Les tables de multiplication se fichant du « mariage pour tous » et le carré de l’hypoténuse n’ayant pas d’avis sur les mérites comparés des différentes religions, les enseignants de mathématiques pouvaient jusque-là s’estimer à l’abri des questions décoloniales, des problématiques de genre et autres luttes intersectionnelles qui envahissent parfois les salles de cours. Las ! Ce temps des mathématiques comme havre de paix, où l’inclusion se rattachait à la théorie des ensembles plutôt qu’au racisme systémique, touche à sa fin.
C’est qu’il y a de quoi faire. Qu’on se le dise : les enseignants de mathématiques forment une horde sournoise de suprémacistes blancs. Cette révélation des plus préoccupantes nous est faite par un document concocté par une impressionnante brochette d’associations pédagogiques californiennes. On y apprend que « la culture de la suprématie blanche s’immisce dans les classes de mathématiques au travers des actes quotidiens des enseignants. Joints aux croyances qui les sous-tendent, ces actes perpétuent les préjudices à l’encontre des élèves noirs, latinos et allophones, en leur refusant un plein accès au monde des mathématiques ».
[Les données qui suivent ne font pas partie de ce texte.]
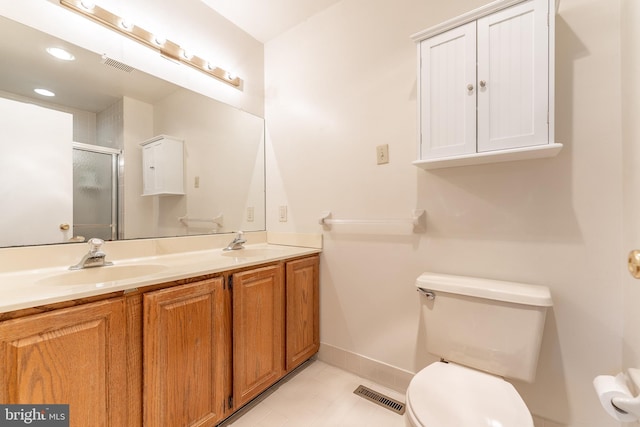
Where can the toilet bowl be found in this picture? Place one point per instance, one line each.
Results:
(484, 331)
(450, 395)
Je relis fébrilement les fiches d’exercices que je donne à mes étudiants… On tire deux boules d’une urne qui en contient huit blanches et cinq noires, déterminer la probabilité que les deux soient blanches… Devrais-je plutôt mettre des boules rouges et bleues ? Peut-être, mais ça ne suffira pas. Que croyais-je ? Ils sont repérés depuis longtemps, ces enseignants qui croient donner le change par des « modifications superficielles tels que le remplacement des prénoms dans les problèmes pour leur donner une tonalité plus ethnique ». Les spécialistes de la déconstruction du racisme dans l’instruction mathématique ne laisseront pas la bête immonde s’en sortir par de telles pirouettes ! Le suprémacisme blanc se doit d’être traqué dans chacune de ses cachettes.
Vous enseignez les mathématiques de la même manière que vous les avez apprises ? Suprémacisme blanc. Vous demandez à vos élèves de vous montrer ce qu’ils ont fait ? Suprémacisme blanc. Vous centrez vos objectifs sur l’obtention de la bonne réponse ? Suprémacisme blanc. Vous corrigez les erreurs ? Suprémacisme blanc.
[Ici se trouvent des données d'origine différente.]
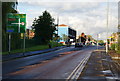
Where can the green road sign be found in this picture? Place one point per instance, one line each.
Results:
(16, 23)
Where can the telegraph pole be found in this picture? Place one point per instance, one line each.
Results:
(107, 26)
(57, 28)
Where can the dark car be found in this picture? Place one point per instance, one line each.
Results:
(78, 45)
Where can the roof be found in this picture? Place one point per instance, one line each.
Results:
(63, 25)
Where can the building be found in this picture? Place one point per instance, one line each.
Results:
(66, 33)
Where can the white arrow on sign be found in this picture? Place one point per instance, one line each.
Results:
(22, 23)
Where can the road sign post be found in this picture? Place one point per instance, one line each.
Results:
(16, 23)
(9, 43)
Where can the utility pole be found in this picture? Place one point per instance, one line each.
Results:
(107, 26)
(57, 28)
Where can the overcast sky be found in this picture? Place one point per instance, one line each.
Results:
(88, 17)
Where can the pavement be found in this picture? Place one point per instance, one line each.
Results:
(100, 67)
(20, 55)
Pour écraser l’infâme, le document préconise force méthodes pédagogiques tout droit sorties de l’imaginaire d’Épinal auquel souscrivent volontiers ceux qui ne sont pas trop souvent face à des élèves. Mais pour cette fois, leur naïveté gentillette n’est pas ce qui frappe le plus. Ce qui étonne vraiment, c’est cet improbable lien avec la question raciale, nulle part démontré. Et pour cause… Il faut vraiment n’avoir jamais voyagé au-delà de Los Angeles pour croire l’enseignement dans les pays non-occidentaux conforme à cet irénisme post-soixante-huitard qui s’oppose à ce que les enseignants enseignent et que les élèves apprennent (c’est pourtant « suprémaciste blanc », ça aussi).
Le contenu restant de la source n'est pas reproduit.